Nous voici arrivés au terme de l'examen de la proposition de loi-cadre relative à la restitution des restes humains appartenant aux collections publiques. Comme souligné dans les débats des deux chambres, ce texte permettra, par le consensus et par l'étude historique et scientifique, d'extraire de nos collections publiques des restes humains qui n'auraient pas dû y entrer.
Il permettra également aux communautés d'origine d'honorer la mémoire d'un des leurs dans le respect de leurs rites funéraires – ce n'est pas le moindre de ses mérites. Lors de l'examen du texte, l'inaliénabilité, principe fondamental qui interdit la cession de biens du domaine public, a été beaucoup évoquée. Elle n'est pas remise en cause par cette proposition de loi.

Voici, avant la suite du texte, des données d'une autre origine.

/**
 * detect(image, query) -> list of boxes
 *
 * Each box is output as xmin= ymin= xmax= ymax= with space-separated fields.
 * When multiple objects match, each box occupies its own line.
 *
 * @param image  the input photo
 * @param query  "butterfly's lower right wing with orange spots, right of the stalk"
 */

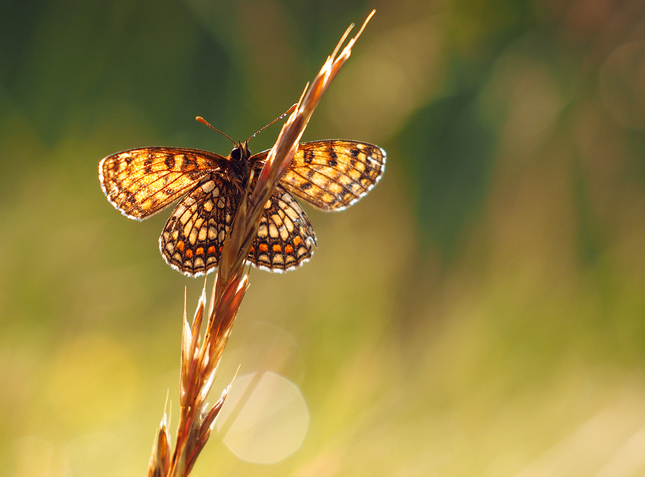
xmin=248 ymin=185 xmax=316 ymax=272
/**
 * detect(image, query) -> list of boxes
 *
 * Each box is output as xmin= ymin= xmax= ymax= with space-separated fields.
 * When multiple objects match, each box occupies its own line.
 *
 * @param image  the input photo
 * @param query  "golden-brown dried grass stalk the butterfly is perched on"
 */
xmin=148 ymin=11 xmax=375 ymax=477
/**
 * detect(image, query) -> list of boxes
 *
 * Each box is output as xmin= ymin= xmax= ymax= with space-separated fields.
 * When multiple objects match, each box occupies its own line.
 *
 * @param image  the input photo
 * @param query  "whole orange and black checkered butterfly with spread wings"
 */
xmin=99 ymin=118 xmax=386 ymax=277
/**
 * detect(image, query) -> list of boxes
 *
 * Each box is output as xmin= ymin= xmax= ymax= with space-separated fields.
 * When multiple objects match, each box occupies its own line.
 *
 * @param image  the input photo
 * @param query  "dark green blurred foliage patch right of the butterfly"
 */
xmin=401 ymin=92 xmax=493 ymax=257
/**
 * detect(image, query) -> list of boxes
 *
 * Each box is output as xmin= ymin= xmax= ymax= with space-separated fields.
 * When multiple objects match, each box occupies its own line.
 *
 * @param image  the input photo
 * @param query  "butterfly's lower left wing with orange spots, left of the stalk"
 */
xmin=159 ymin=174 xmax=239 ymax=276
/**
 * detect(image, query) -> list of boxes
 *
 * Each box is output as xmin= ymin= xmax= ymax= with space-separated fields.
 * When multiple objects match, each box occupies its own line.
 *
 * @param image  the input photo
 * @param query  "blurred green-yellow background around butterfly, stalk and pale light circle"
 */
xmin=0 ymin=0 xmax=645 ymax=477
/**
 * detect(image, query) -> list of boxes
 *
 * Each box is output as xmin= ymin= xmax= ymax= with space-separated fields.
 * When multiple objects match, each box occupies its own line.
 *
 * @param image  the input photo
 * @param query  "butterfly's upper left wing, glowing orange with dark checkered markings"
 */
xmin=99 ymin=147 xmax=228 ymax=220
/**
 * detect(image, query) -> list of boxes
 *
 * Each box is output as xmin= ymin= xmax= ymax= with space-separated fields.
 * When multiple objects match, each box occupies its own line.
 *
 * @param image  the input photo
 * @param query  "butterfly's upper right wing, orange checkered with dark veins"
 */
xmin=281 ymin=140 xmax=386 ymax=211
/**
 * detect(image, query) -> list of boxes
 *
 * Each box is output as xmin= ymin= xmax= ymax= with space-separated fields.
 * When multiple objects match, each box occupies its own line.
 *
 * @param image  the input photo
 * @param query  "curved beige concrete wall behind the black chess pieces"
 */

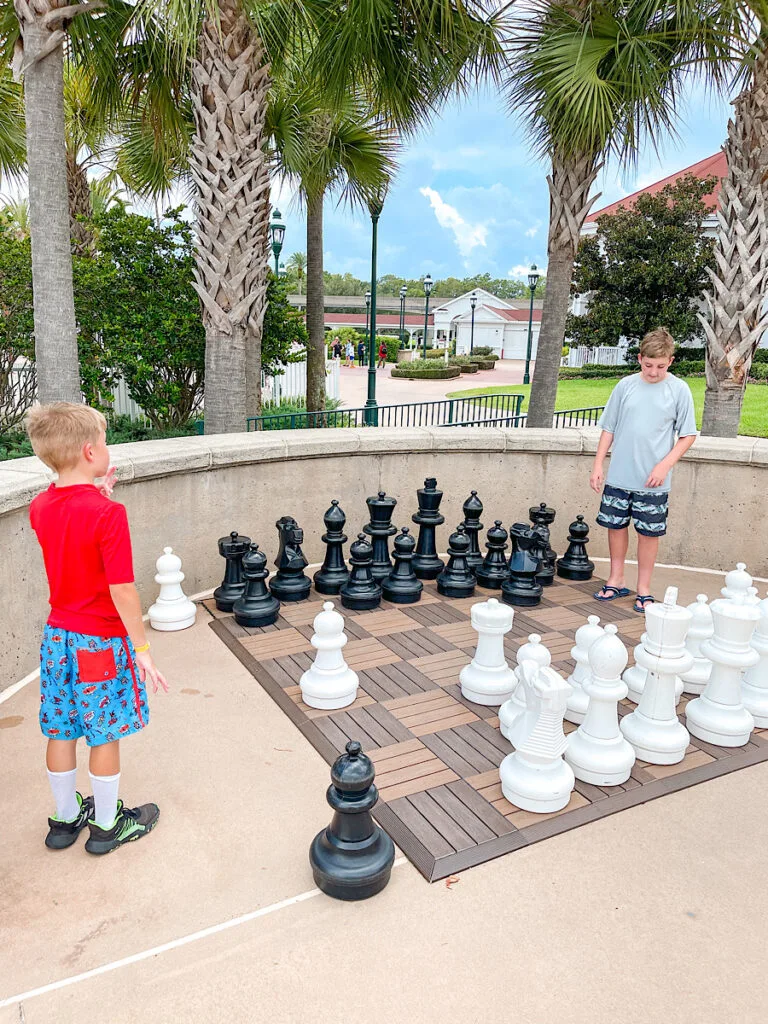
xmin=0 ymin=428 xmax=768 ymax=689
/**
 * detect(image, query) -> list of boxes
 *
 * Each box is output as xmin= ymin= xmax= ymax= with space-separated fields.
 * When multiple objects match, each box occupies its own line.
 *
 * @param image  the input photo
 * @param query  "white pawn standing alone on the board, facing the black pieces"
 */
xmin=299 ymin=601 xmax=358 ymax=710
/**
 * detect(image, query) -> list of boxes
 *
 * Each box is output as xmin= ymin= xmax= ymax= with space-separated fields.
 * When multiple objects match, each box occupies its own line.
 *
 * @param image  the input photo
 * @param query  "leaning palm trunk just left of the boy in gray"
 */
xmin=526 ymin=153 xmax=600 ymax=427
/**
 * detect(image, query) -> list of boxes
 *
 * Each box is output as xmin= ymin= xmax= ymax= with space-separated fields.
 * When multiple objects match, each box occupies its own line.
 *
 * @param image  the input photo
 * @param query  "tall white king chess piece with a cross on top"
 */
xmin=621 ymin=587 xmax=693 ymax=765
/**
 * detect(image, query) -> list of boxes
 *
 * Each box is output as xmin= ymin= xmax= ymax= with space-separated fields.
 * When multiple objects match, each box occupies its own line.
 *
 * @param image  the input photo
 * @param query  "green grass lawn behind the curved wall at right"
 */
xmin=446 ymin=377 xmax=768 ymax=437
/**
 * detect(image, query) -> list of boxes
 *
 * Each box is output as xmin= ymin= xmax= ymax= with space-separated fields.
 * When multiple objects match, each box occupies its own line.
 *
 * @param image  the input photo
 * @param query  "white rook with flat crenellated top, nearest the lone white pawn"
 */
xmin=459 ymin=597 xmax=517 ymax=706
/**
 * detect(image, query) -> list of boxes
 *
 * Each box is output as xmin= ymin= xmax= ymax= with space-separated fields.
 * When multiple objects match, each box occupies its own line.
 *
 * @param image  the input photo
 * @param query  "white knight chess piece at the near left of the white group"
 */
xmin=499 ymin=660 xmax=575 ymax=814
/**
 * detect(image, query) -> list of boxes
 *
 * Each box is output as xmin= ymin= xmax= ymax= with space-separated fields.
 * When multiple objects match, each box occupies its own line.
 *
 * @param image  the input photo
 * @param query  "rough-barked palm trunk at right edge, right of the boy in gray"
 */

Il est donc inutile de jouer à se faire peur en imaginant que, dans un proche avenir, nos collections publiques seront dispersées aux quatre vents.
Il s'agit simplement de permettre que soient restitués à des pays tiers demandeurs les restes d'hommes et de femmes acquis de manière souvent totalement illégitime et à des fins très contestables, sinon macabres, sordides ou scabreuses. À ce titre, je rappellerai les propos tenus par notre collègue Colette Le Moal, députée centriste des Yvelines, qui, lors des débats de 2010 portant sur la restitution de têtes maories, citait cette phrase de Frédéric Mitterrand : « On construit une culture sur une véritable pratique de la mémoire et sur le respect d'un certain nombre de procédures et de lois. » Elle ajoutait : « Il est donc regrettable que la France, pays des droits de l'homme, fasse exception en la matière, moins par opposition de fond à la restitution de ces têtes humaines momifiées que pour des raisons de forme, liées au statut juridique de ce qui est aujourd'hui encore considéré comme un bien culturel avant d'être traité comme un reste humain ».
Les mots de Valérie Fourneyron, députée socialiste de Rouen, lors de ces mêmes débats, sont aussi éclairants : « Ce texte ouvre-t-il la boîte de Pandore ? Il faut tordre le cou une bonne fois pour toutes aux fantasmes du vortex des restitutions aspirant les collections des musées occidentaux […]. Les critères évoqués afin d'examiner ces demandes paraissent à la fois pertinents et raisonnables : demande officielle du pays d'origine, portée par un peuple vivant dont les traditions perdurent ; acquisition douteuse du bien culturel en question, contraire aux principes de dignité humaine ainsi qu'à celui du respect des cultures et croyances des autres peuples ; intérêt scientifique non démontré. Aux dernières nouvelles, les collections des pays qui ont procédé à des restitutions ne se sont pas vidées. »
La sénatrice Catherine Morin-Desailly rappelait utilement en CMP qu'avant les lois de 2002 et 2010, le vide juridique prévalait ; ces deux textes ne permettaient de valider qu'un retour des restes déjà décidé ou en passe de l'être. Il était donc temps de disposer d'un texte offrant une véritable méthodologie pour répondre aux demandes de restitution de pays tiers. Cela évitera de légiférer au cas par cas, par des lois d'espèce, à chaque demande de restitution concernant des restes humains dormant dans nos collections publiques.
Je ne crois pas, au fond, que les députés soient plus compétents sur ces sujets qu'une commission indépendante de chercheurs chargée d'examiner le bien-fondé des demandes. Je ne crois pas non plus que les députés seraient dépossédés d'une quelconque prérogative en la matière.